2 of 106 comments (clear)

  1. A few ideas... by Noryungi · · Score: 5
    OK, here is my take on your question. Watch out, though, as I am not a Beowulf expert.

    Here are some information you may consider before starting your own cluster:
    • Beowulf clusters have to be useful for the kind of scientific projects your university undertakes. Large science (physics, astronomy) projects, usually coded in Fortran and involving lots of calculations that can be computed in parallel, are ideal applications for them. Other applications may be a lot less interesting. A Beowulf cluster, depsite its power, is not always the perfect solution.
    • If your University is short on cash, you may want to investigate the "Stone Soup" cluster -- recycled old Pentiums and 486s can find a second lease on life in a Beowulf cluster. Pros: cheap. Cons: require a lot of labor and patience and is less powerful than Beowulf cluster using up-to-date CPUs and network connections.
    • To be truly effective, Beowulf clusters require at least a couple of very powerful servers and very advanced network hardware -- be sure to compute this into the total cost.
    • Beowulf clusters are not for the faint of heart. They require quite a lot of skills, as far as the network configuration, machine configuration and traffic optimization are concerned. It's not surprising the first Beowulf were born at NASA -- It did require rocket scientists to make them work! =) Once they are up and running, though, their performances are close or better than dedicated supercomputers -- for a small fraction of the price.
    • Another good side of Beowulf is the fail-safe possibilities and evolution capacities of such a machine. If a "node" goes down, the machine does not crash, and the node share of the task(s) can be assigned by the main server to another machine. If you need a more powerful machine, simply add a dozen new PCs to your mix and watch those MIPS/Gigaflops go up!
    • Finally, never forget the one argument that wins them all: price, price, price, price! Linux is free, Intel PCs are dirt cheap, all you need is a lot of space and a dedicated team to make it work. Oh, and lots of network cards & cables... =)

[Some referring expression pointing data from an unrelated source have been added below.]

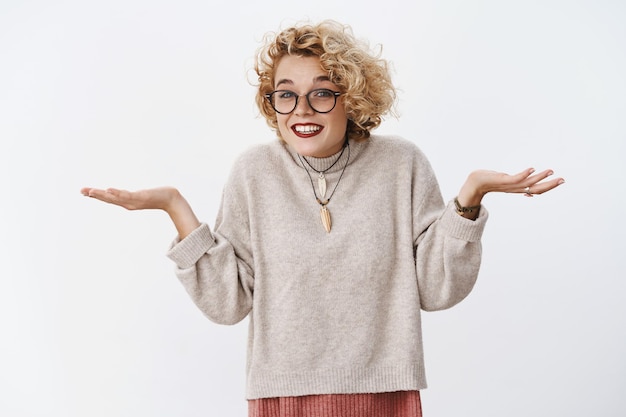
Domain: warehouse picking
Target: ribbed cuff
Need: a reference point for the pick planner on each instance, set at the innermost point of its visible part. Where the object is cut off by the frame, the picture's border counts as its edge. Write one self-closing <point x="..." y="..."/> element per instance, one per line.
<point x="185" y="253"/>
<point x="461" y="228"/>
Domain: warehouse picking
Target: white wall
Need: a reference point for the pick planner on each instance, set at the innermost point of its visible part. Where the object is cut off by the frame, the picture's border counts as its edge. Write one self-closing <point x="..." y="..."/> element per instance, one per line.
<point x="139" y="93"/>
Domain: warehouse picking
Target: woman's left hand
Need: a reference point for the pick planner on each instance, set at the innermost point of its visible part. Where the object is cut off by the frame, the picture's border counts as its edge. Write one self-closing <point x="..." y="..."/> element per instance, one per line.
<point x="527" y="182"/>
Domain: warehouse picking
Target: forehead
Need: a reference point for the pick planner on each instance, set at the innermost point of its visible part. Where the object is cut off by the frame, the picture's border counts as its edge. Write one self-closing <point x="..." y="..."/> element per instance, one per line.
<point x="295" y="70"/>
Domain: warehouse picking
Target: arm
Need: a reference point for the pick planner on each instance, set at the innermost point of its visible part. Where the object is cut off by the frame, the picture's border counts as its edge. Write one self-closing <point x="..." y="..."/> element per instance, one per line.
<point x="448" y="249"/>
<point x="208" y="264"/>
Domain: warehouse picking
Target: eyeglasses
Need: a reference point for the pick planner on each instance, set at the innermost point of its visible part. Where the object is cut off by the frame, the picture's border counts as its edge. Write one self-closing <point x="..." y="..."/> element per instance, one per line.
<point x="321" y="100"/>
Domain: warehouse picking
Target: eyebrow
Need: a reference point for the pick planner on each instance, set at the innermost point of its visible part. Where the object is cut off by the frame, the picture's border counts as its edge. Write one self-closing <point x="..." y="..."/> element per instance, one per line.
<point x="316" y="80"/>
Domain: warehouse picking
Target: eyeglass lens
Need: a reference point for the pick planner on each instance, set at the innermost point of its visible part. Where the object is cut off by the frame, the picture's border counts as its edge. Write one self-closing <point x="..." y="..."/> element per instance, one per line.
<point x="321" y="100"/>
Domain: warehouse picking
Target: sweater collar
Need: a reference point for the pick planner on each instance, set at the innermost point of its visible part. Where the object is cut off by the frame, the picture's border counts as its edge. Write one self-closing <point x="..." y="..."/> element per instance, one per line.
<point x="326" y="164"/>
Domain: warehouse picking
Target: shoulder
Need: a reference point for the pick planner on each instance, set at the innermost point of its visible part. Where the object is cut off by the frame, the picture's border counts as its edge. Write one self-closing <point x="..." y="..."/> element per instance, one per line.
<point x="261" y="155"/>
<point x="395" y="148"/>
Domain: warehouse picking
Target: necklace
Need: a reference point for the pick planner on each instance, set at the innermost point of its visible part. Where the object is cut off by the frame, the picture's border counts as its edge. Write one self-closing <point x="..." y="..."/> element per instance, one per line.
<point x="321" y="181"/>
<point x="321" y="178"/>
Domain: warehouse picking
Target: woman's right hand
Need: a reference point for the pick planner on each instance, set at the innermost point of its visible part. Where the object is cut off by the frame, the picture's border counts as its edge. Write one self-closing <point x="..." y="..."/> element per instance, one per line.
<point x="154" y="198"/>
<point x="168" y="199"/>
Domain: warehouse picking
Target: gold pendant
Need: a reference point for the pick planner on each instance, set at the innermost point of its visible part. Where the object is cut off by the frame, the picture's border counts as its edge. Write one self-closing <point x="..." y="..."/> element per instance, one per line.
<point x="321" y="185"/>
<point x="325" y="216"/>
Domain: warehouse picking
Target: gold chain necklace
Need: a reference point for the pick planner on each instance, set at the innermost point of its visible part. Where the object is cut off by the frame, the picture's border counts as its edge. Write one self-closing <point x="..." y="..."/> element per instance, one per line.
<point x="321" y="182"/>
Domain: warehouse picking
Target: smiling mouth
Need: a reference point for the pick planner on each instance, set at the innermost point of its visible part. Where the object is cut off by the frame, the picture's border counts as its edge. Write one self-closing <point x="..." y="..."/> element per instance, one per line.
<point x="306" y="131"/>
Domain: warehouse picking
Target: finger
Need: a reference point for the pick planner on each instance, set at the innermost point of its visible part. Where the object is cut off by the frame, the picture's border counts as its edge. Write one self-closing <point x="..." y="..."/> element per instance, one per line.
<point x="522" y="176"/>
<point x="543" y="187"/>
<point x="534" y="179"/>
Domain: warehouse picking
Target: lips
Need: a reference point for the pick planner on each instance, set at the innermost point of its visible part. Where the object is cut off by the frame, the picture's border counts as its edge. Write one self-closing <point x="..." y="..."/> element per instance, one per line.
<point x="306" y="130"/>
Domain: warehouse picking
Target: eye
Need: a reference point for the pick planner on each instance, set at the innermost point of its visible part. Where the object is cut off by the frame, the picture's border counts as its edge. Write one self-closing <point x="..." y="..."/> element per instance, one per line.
<point x="285" y="94"/>
<point x="323" y="93"/>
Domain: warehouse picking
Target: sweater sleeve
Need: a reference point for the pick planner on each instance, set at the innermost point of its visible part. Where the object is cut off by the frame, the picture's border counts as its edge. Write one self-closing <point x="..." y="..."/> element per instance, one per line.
<point x="447" y="246"/>
<point x="215" y="267"/>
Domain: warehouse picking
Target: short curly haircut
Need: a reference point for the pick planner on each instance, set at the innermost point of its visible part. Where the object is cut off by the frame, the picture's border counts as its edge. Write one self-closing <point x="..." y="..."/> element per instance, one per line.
<point x="362" y="76"/>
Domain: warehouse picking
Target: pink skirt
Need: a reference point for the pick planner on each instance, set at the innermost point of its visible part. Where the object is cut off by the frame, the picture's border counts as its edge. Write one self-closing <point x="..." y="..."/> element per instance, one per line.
<point x="387" y="404"/>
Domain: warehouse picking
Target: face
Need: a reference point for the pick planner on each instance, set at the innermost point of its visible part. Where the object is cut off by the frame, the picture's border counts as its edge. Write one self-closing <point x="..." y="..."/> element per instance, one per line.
<point x="309" y="133"/>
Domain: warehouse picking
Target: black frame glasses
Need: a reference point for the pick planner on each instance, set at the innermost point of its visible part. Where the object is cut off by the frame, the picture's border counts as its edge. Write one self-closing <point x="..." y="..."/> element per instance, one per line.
<point x="282" y="99"/>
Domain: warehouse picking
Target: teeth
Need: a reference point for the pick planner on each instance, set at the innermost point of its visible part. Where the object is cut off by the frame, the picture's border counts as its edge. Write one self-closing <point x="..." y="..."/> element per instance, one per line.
<point x="307" y="129"/>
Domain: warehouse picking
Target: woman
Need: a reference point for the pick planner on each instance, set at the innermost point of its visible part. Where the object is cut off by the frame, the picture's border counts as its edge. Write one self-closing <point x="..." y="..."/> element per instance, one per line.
<point x="333" y="300"/>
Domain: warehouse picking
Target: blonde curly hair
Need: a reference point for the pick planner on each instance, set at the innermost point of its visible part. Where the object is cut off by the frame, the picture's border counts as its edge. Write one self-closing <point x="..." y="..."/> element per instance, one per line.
<point x="362" y="76"/>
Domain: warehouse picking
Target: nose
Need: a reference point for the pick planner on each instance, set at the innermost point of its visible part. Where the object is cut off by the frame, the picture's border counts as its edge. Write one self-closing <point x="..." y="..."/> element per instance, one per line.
<point x="302" y="106"/>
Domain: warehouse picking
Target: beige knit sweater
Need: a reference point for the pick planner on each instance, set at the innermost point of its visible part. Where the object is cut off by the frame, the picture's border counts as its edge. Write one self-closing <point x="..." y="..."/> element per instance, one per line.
<point x="334" y="312"/>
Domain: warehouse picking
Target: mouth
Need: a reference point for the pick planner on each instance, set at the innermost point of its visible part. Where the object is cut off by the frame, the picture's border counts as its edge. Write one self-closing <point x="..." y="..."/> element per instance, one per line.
<point x="306" y="130"/>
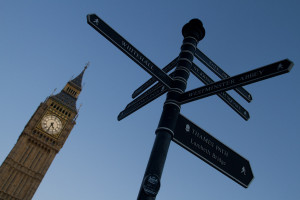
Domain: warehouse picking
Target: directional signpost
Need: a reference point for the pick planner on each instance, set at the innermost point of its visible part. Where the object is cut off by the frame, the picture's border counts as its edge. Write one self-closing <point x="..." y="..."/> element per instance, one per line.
<point x="172" y="125"/>
<point x="212" y="151"/>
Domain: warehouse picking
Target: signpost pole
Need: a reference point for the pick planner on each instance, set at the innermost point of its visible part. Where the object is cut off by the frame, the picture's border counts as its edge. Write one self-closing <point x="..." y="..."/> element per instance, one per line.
<point x="192" y="32"/>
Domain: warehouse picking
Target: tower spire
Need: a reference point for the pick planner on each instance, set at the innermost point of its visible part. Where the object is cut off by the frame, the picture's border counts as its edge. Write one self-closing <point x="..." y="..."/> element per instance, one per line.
<point x="68" y="96"/>
<point x="77" y="82"/>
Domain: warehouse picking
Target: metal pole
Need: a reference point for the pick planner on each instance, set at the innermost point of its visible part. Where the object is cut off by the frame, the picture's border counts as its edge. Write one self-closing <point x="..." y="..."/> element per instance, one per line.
<point x="192" y="32"/>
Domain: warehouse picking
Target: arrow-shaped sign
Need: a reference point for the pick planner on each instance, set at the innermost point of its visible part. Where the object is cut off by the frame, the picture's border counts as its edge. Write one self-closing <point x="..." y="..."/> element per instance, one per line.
<point x="212" y="151"/>
<point x="153" y="93"/>
<point x="115" y="38"/>
<point x="252" y="76"/>
<point x="151" y="81"/>
<point x="220" y="73"/>
<point x="223" y="95"/>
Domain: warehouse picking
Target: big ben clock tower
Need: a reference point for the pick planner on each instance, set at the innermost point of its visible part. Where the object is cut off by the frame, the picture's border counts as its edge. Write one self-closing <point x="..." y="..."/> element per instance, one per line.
<point x="42" y="138"/>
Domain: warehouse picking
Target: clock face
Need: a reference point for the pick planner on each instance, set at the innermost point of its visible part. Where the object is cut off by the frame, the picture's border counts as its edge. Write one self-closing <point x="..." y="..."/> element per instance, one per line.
<point x="51" y="124"/>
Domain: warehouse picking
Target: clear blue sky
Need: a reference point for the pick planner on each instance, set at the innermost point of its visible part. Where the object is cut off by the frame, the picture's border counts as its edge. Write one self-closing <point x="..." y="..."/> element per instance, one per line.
<point x="44" y="43"/>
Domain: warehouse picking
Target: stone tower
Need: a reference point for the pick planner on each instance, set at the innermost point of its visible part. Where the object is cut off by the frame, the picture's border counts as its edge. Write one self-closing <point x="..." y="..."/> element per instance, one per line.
<point x="42" y="138"/>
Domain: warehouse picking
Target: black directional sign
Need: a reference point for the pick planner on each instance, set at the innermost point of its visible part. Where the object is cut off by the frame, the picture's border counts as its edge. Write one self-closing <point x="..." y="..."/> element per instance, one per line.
<point x="223" y="95"/>
<point x="219" y="72"/>
<point x="153" y="93"/>
<point x="252" y="76"/>
<point x="212" y="151"/>
<point x="111" y="35"/>
<point x="148" y="83"/>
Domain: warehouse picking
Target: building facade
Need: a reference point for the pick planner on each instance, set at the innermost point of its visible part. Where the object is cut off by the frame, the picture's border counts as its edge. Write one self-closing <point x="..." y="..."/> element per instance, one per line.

    So, some positive factors, some negative ones. If you want to convince your University, always remind them that they can always count on the support of other universities and research centres the world over that are using this technology right now.

    Good luck!
    --
    The right to offend is far more important than the right not to be offended. (Rowan Atkinson)
  2. Depends on your needs. by SEWilco · · Score: 5
    That's quite an assortment. What you want depends on your needs and on the characteristics of the choices. As for NT, the availability of source for many of these things will be nice for research activities.
    • Beowulf is one of a family of parallel programming API tools. Programs must use the API to accomplish parallel programming.
    • SCI is fast hardware with support for distributed shared memory, messaging, and data transfers. Again, if you don't use the API then no gain.
    • DIPC is distributed System V IPC. Programs which use the IPC API can be converted to DIPC easily, such as just by adding the DIPC flag to the IPC call.
    • MOSIX is the most general-purpose. Processes are scattered across a cluster automatically without having to modify the programs. No API needed other than usual Unix-level process use. Allows parallel execution of any program, although full use requires a parallel program design.